Productize the patterns sooner, and move the products from side bet to first bet. Every time I solved a regulated AI or IT architecture problem for one client, the same problem walked in the door six weeks later from a different industry. The patterns now shipping inside our Connexr products were sitting in my notes for nine months before I made them assets. Services scale by talent. Products scale by code. The version of me from twelve months ago should have moved the AI product roadmap to first priority and let the services line follow the products into the market, not the other way around. The version of me a year from now will probably look back on this version and say the same thing.

❦   ❦   ❦

❦ Lightning round

Quick answers, short clock.

  • Best tool you didn't expect to pay for?

    LeoRix AI. Honest disclosure: it is our own product. I expected to use it for client demos. Instead I run my architecture research, RFP responses, and competitor scans through it every day, and I cannot work without it now.

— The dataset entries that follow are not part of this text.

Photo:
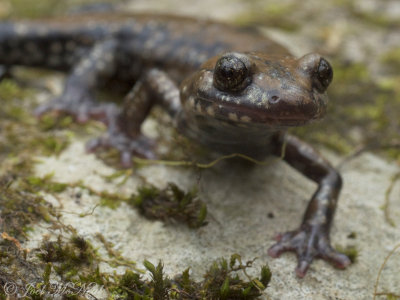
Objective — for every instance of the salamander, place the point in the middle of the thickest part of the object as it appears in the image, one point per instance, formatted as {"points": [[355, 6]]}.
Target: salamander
{"points": [[230, 89]]}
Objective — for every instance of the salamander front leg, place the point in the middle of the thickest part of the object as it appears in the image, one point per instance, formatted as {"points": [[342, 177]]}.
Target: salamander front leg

  • Where do you actually find users?

    AI and IT industry events in Dallas, Las Vegas, and Austin. The conversation that turns into a contract usually starts in a hallway, not in a deck.

  • One thing that's overrated?

    The “AI agent” framing. The work is workflow design with model calls embedded. Calling it an agent does not make the workflow elegant.

  • What's keeping you up at night?

    The pace at which the enterprise IT and AI window starts closing to non-incumbents. We have roughly eighteen months to build the moats that will matter for the next decade.

❦ Key takeaways

  • Enterprise AI is ten percent model and ninety percent architecture — and the IT operations underneath it are the moat.
  • The infeasible problems are the only ones worth taking. That's where the differentiation lives.
  • The pattern that solves one client's problem is the product that scales to a hundred. Productize the moment it repeats.